Markus Schulze markus.schulze at alumni.tu-berlin.de
Sun Feb 29 04:04:01 PST 2004


Hallo,

my favorite formulation of Arrow's Theorem is Pattanaik and Peleg's
formulation (Prasanta K. Pattanaik, Bezalel Peleg, "Distribution of
Power Under Stochastic Social Choice Rules," Econometrica, vol. 54,
p. 909-921, 1986). In their formulation, this theorem says that
there is no rank method that is non-dictatorial and satisfies Pareto
and regularity. "Regularity" says that adding candidate Z should
not increase the probability that candidate A (with A <> Z) is
elected.

Ken Johnson wrote (29 Feb 2004):
> I wish someone would put this issue to rest once and for all: Is CR
> (or Approval) an "ideal" voting method according to Arrow's criteria
> or is it not? If it is, then the "Arrow proved ..." assertion is
> patently false and should be recognized as such. Although Arrow
> limited his analysis to ranked preference methods, it certainly
> makes sense to ask the question in the broader context of CR and
> Approval, and I'd like to see some clarification on this issue.
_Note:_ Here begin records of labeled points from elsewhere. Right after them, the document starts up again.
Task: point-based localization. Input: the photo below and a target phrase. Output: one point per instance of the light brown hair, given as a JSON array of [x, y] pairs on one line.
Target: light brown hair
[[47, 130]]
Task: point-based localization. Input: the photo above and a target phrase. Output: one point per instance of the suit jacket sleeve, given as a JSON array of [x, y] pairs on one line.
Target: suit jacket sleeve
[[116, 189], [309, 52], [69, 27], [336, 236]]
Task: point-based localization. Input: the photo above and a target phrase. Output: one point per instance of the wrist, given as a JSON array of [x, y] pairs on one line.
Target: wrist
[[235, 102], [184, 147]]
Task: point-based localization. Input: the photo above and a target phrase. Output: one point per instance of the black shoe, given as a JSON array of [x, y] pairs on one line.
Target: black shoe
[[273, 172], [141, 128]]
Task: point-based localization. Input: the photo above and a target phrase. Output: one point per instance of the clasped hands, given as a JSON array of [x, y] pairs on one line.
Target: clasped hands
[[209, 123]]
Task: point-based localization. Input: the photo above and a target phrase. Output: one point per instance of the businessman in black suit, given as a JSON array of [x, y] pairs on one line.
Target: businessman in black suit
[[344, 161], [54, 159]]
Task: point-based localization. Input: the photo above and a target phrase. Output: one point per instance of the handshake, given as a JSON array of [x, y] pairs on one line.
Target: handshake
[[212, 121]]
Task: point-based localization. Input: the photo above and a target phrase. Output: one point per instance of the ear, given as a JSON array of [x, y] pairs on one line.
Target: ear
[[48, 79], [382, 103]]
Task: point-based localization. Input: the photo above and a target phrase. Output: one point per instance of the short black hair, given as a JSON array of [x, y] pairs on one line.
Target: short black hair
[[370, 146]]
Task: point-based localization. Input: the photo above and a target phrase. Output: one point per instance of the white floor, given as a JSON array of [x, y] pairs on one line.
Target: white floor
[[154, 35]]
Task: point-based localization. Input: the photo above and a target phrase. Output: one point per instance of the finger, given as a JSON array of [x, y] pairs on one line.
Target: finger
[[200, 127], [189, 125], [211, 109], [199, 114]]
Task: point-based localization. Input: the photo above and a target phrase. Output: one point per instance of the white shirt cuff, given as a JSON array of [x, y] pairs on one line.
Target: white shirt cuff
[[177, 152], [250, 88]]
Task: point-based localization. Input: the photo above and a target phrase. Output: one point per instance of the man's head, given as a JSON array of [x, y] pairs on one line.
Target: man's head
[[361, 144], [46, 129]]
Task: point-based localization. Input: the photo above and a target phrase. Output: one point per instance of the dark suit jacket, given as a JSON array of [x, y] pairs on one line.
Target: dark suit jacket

There are many possible interpretations of Arrow's Theorem. A possible
interpretation is: Arrow restricts his considerations to paretian
non-dictatorial rank methods because he considers other election
methods to be quite unacceptable. The fact that Arrow's favorite
election method (the so-called "Arrow-Raynaud method"; Kenneth
Joseph Arrow, Herve Raynaud, "Social Choice and Multicriterion
Decision-Making", MIT Press, 1986) is a paretian non-dictatorial
rank method supports this interpretation.